More Vue-ish as for me.


Yes, this is the obvious one and should always be preferred where applicable.
Template variables are a better (as in "more ergonomical") fit when you don't need to process all the array items and don't want to duplicate logic.


I'm a newbie when talking about Vue - well, programming in general, but your solution makes sense. I'll try to make use of it in an Angular based app I'm working on at office, where I've encountered the need of keeping some computed values close. Thanks for sharing!


Glad it helped. The approach was heavily inspired by React's render props. I have no clue though whether it's applicable to the Angular world.


How come the user data isn't "gotten" up front? I mean, creating calls for data in a loop (even in a program) is a bad pattern to begin with, isn't it?



The user data thing is a completely made up example, I didn't come up with something better that's pragmatic and also immediately "clicks" with the reader.

But yeah, if you mean network requests with "calls for data", that would not necessarily be a bad idea in a loop, but they certainly do not belong inside a template. In a real world example, the kind of data to store usually is some calculation or data structure creation you don't need in each iteration of the loop.

You could certainly create all needed data upfront and move the logic to other places (e.g. by memoizing or refactoring to additional components, as mentioned in the post) but to me it actually happens quite a lot that such an approach might be "cleaner" but is not worth sacrificing the amount of clarity and ease of use.


Yup. It's a bad example. Glad you agree. User data for the front end should not be in different places. In other words, there is no reason to have an array of users to then have to get the data to fill that array in a loop. That gathering of data should be done before the data reaches the loop.

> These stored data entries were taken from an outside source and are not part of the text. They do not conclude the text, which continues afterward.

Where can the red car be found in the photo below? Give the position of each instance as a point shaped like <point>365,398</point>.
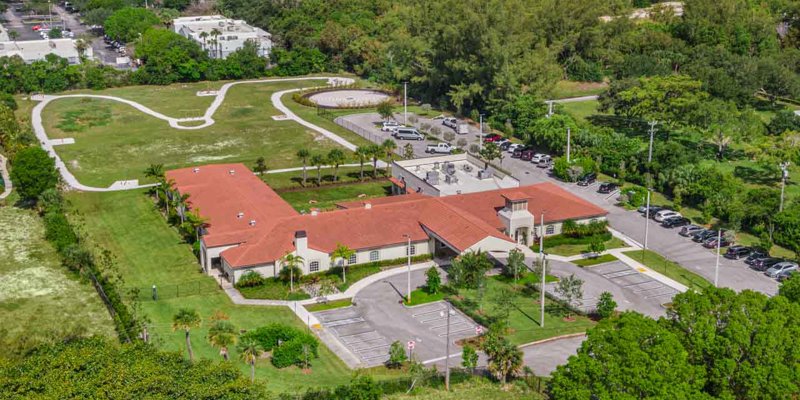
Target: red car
<point>492,138</point>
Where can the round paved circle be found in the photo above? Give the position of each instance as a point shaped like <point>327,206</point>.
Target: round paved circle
<point>349,98</point>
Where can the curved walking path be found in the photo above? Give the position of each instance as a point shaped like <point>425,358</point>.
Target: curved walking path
<point>6,178</point>
<point>70,179</point>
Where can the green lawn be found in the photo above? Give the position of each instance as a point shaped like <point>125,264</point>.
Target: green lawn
<point>567,89</point>
<point>580,110</point>
<point>525,316</point>
<point>588,262</point>
<point>421,296</point>
<point>149,252</point>
<point>114,141</point>
<point>40,300</point>
<point>329,305</point>
<point>671,269</point>
<point>325,198</point>
<point>573,249</point>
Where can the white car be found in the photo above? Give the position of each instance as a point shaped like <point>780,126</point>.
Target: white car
<point>389,126</point>
<point>664,214</point>
<point>514,147</point>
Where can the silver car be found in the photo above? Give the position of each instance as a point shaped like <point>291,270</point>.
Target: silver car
<point>780,269</point>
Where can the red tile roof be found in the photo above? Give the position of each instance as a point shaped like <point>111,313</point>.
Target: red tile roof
<point>461,220</point>
<point>220,196</point>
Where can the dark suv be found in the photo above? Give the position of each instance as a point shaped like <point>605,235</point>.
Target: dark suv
<point>587,179</point>
<point>763,264</point>
<point>737,252</point>
<point>675,222</point>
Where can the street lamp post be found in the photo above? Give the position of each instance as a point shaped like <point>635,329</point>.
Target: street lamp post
<point>784,176</point>
<point>447,348</point>
<point>408,253</point>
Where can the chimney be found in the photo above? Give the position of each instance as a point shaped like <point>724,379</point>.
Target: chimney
<point>300,242</point>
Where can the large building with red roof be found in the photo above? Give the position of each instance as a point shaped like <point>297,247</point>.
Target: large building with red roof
<point>250,228</point>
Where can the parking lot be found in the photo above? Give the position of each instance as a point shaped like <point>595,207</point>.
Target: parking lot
<point>368,126</point>
<point>378,319</point>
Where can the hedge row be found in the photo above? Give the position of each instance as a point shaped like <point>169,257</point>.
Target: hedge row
<point>76,256</point>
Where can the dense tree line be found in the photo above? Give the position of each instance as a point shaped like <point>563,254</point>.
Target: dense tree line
<point>711,345</point>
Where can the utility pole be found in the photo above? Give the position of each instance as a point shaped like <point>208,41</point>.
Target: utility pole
<point>784,176</point>
<point>716,267</point>
<point>480,135</point>
<point>405,103</point>
<point>568,143</point>
<point>543,264</point>
<point>649,178</point>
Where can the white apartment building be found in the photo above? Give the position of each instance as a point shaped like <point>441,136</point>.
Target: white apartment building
<point>220,36</point>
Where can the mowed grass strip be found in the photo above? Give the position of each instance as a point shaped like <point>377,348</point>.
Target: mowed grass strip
<point>671,269</point>
<point>121,148</point>
<point>149,252</point>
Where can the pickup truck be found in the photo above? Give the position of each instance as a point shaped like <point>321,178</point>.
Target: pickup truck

If you pass anything to child components being looped over in a v-for, that passed data should be relatively small bits of data already "gotten". Or it can be data that can be broken down through the hierarchy of components. Most definitely each smaller component should NOT be calling for more data. That's sidestepping one-way data flow.

So, I'll be so bold to say, you probably couldn't find a practical use case, because there isn't one, because trying to call for data from passed in props or data is simply a poor pattern. If you are finding you need to do that, you are somehow starting off with an incorrect mental model of SFCs, component hierarchy and proper reactive data flow.



This can be useful to prevent v-for and v-if in one element.